For 6 years OnePlus has claimed to provide the ultimate flagship killer experience on a smartphone. In the truest sense, this wasn’t honest marketing as initially OnePlus’ street cred was built on the fact it was offering a lot of the specs that flagship phones had but for fraction of the cost. But over the years, the products improved but so did the price increase — so much so that in 2018, the OnePlus 6T McLaren edition crossed the Rs 50k threshold.
So now, this flagship killer was neither the most affordable high-performance phone, nor did it provide the best camera, display or design something which brands like Apple, Samsung and Google had built a reputation on. In 2019, we’ve already seen some incredible advancements on the flagship side.

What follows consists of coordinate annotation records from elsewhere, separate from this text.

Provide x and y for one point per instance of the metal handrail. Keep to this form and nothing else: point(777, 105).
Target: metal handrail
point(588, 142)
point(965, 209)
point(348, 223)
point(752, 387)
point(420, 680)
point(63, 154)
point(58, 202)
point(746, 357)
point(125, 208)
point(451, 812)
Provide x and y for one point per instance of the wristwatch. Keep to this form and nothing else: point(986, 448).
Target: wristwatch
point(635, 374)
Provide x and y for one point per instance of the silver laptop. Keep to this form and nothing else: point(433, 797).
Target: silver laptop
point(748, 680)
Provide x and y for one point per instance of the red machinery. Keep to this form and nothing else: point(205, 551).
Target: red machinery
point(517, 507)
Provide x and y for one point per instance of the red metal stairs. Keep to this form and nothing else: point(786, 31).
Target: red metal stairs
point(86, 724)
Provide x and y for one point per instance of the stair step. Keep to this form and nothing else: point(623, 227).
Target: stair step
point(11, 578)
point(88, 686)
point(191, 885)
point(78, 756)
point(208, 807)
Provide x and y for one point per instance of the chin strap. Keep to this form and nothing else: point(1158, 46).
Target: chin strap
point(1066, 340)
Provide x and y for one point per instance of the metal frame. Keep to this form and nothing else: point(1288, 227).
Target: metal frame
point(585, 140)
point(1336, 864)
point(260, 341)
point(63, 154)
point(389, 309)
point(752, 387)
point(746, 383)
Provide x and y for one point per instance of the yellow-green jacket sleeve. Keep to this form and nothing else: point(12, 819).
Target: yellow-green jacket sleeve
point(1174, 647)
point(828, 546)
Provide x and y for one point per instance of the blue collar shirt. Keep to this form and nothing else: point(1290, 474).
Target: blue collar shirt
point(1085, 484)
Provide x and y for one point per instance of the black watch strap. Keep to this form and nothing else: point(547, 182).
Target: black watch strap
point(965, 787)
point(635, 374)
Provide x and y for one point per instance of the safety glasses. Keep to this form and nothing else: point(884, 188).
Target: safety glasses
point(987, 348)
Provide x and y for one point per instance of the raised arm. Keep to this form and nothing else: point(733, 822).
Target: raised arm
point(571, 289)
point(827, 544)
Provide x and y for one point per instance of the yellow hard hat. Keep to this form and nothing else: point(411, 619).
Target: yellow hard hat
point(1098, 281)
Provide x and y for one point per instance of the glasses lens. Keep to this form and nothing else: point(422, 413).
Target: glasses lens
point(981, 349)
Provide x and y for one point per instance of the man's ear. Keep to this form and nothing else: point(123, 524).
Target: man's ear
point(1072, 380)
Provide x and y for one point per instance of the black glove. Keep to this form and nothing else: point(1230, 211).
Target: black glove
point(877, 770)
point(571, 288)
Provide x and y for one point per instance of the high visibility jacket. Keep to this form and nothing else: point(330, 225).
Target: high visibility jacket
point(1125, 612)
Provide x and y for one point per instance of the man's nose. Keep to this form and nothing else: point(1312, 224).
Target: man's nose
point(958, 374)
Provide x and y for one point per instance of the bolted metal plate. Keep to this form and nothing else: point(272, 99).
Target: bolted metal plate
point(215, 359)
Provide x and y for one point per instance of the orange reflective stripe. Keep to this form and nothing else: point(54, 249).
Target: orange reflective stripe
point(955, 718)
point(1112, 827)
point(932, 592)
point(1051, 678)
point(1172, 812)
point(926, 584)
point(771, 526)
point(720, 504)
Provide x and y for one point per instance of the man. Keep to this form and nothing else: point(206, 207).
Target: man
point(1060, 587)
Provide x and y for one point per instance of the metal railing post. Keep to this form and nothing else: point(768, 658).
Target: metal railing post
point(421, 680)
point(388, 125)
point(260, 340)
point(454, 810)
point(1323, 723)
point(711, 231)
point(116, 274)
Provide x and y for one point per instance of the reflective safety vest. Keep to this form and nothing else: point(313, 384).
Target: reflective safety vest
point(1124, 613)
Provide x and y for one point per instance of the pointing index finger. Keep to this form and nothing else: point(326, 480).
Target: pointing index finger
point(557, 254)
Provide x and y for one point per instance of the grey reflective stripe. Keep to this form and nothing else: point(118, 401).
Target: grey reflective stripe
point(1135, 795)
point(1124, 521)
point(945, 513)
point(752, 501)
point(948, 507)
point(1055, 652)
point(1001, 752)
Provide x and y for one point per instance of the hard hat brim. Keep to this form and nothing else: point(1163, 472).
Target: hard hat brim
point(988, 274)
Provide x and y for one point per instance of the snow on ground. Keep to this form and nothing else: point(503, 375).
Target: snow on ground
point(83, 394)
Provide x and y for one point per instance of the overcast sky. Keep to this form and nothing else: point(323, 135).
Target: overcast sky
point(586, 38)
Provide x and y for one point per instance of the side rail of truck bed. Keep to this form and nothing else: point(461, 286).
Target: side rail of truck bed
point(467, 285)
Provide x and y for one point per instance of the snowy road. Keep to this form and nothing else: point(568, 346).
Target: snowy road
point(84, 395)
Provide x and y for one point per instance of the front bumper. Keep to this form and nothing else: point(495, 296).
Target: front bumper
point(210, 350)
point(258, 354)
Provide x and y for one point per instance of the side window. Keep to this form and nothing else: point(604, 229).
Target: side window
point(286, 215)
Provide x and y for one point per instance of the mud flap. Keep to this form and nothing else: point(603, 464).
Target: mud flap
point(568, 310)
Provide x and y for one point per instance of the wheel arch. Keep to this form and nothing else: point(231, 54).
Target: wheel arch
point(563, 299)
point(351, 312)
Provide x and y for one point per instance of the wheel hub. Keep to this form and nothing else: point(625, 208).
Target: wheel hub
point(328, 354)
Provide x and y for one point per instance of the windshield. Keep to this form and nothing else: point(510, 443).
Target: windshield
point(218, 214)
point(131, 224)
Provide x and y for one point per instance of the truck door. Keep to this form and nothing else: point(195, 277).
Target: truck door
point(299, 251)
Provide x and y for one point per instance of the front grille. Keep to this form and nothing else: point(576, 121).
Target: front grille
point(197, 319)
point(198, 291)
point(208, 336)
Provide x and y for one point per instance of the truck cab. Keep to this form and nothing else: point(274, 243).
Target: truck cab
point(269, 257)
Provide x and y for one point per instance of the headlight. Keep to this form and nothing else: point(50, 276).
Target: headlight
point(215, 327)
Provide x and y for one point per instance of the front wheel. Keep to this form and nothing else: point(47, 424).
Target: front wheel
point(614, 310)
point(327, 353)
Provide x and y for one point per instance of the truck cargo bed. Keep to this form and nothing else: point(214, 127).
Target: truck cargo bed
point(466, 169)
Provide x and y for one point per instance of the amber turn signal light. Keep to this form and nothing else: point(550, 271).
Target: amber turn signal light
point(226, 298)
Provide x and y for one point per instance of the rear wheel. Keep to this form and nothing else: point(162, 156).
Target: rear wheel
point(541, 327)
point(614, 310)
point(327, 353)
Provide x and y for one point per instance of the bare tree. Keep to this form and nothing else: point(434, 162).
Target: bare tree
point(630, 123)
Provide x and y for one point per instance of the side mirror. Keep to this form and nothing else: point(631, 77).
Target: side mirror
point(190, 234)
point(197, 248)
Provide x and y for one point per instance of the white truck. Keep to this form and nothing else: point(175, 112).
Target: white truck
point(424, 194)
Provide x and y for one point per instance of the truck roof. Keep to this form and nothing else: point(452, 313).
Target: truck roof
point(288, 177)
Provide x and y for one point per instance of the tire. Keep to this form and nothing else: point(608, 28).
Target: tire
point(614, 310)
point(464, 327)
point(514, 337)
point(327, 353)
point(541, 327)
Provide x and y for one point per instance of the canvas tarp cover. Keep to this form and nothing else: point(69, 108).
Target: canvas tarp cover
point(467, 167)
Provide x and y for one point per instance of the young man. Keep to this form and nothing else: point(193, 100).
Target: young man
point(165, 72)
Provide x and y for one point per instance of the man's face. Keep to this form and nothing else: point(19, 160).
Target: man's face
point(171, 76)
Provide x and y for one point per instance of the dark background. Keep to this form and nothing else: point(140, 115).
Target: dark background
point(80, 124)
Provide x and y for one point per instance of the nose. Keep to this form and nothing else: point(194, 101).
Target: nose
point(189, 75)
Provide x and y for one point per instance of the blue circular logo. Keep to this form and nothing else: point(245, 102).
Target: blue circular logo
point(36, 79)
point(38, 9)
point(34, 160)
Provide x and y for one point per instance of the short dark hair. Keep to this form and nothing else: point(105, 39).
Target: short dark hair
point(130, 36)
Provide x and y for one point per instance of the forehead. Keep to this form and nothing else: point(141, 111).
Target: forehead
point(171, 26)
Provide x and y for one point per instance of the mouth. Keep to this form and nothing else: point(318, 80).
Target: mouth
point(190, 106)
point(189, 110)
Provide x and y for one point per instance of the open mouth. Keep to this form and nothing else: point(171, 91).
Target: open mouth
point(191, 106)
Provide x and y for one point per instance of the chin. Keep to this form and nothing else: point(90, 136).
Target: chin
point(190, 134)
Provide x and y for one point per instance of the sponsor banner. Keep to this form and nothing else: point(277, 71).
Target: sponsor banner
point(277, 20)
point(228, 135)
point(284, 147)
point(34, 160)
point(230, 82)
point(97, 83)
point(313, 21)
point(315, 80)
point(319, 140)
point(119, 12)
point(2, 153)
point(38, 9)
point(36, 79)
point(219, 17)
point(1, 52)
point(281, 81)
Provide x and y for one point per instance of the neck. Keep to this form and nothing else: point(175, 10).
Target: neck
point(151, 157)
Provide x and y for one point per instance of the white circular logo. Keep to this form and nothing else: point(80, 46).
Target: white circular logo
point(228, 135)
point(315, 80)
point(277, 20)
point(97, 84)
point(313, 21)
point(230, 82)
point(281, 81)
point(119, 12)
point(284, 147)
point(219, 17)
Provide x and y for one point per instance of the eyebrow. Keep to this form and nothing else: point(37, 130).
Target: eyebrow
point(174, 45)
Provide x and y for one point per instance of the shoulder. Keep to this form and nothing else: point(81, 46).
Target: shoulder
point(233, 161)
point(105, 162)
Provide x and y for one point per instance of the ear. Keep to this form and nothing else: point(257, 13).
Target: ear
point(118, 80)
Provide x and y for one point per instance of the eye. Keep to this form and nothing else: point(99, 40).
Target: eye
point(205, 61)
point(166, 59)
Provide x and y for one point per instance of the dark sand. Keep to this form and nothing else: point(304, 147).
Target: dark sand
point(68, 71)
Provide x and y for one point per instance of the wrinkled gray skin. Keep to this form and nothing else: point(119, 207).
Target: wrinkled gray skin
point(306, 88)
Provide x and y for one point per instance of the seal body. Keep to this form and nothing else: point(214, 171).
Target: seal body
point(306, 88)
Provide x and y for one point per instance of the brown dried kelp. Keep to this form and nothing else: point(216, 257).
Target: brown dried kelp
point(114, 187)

If you’re looking for the best camera phone — the Huawei P30 Pro and Nokia 9 PureView are pushing the envelope. If you’re looking at all-round performance and aesthetic beauty, then too, the P30 Pro comes back into the fold along with the new Samsung Galaxy S10+. If you’re looking at brutal performance the OnePlus 6T still holds its own alongside the iPhone XR or XS.
The OnePlus 7 or 7 Pro have to do more — and they just can’t latch on to the 5G buzz marketing as even in the US there will be few true 5G networks and across the world, next to none. These are the 5 crucial things they have to improve to be truly a flagship killer.
• A true flagship class camera: A true flagship camera means that you should be able to whip it out in any scenario and it takes good photos comparable to some of the other phones it is priced against. There is chatter than that OnePlus will employ a triple camera system comprising of the 48-MP Sony IMX 586 combined with optical stabilisation, a depth sensor and a wide-angle camera running through the Qualcomm Snapdragon 855 ISP. This is a good start hardware wise, but software tuning is what separates the best from the good. OnePlus has to make sure that the portrait mode is on point with good low light performance, clarity and edge detection. It has to make sure the night mode is fast and images from it are at least on par with a phone like the Google Pixel 2 if not the Pixel 3.
• A great video camera with better audio capture: The biggest weakness of most camera phones is the video camera. Most phones are getting stills right but the video is harder. This is an area of mastery for both the iPhone and Samsung Galaxy. The video shouldn’t just be jitter free, clear with great dynamic range — you need at least great 4K video at 60 fps and 240 fps slow motion. More than that, the phone needs great microphones and a clever noise cancellation algorithm which can cut distortion levels in the loudest environments. For example, right now, OnePlus phones aren’t great for documenting live performances.
• IP67 water resistance: OnePlus phones haven’t had any kind of IP certification which means you can’t depend on the phone lasting a minor drop in the pool. They have to change this. More so, they just need to make a more robust phone in terms of durability. Not that the build quality is an issue, you just don’t feel these phones are sturdy enough. There have been far too many issues related to the display getting damaged because of the screen protector and the back glass is known to break. The overall build quality level has to go one notch up. Heck, they have to because this phone will also have a pop-up selfie camera.
• Brighter and sharper display: OnePlus 6 and 6T models had really nice OLED displays but these displays weren’t the sharpest around with 1080p resolutions and it kind of cut corners with brightness levels under direct sunlight. As the OnePlus 7 will almost certainly cross the Rs 40,000 barrier, they need a better display. Good news is that Pete Lau has already indicated that the phone will have a fast panel with a 90Hz refresh rate which will be really good. So far only the Asus ROG phone has that refresh rate. What’s likely is that it will also be an OLED screen with a higher resolution and full-screen view thanks to an Oppo F11 Pro style pop up selfie camera. So the promise of a flagship-grade screen looks likely to be coming true.
• A faster in-display scanner: The prime letdown from the OnePlus 6T was the in-display scanner — which was slow and not as secure as the traditional one on the OnePlus 6. That has to improve. Generally, across the board, one expects improvements like better haptic feedback, more accurate face detection even though it has been lightning fast on the OnePlus 5T, 6 and 6T and a bigger battery which has been rumoured to be around 4,000mAh.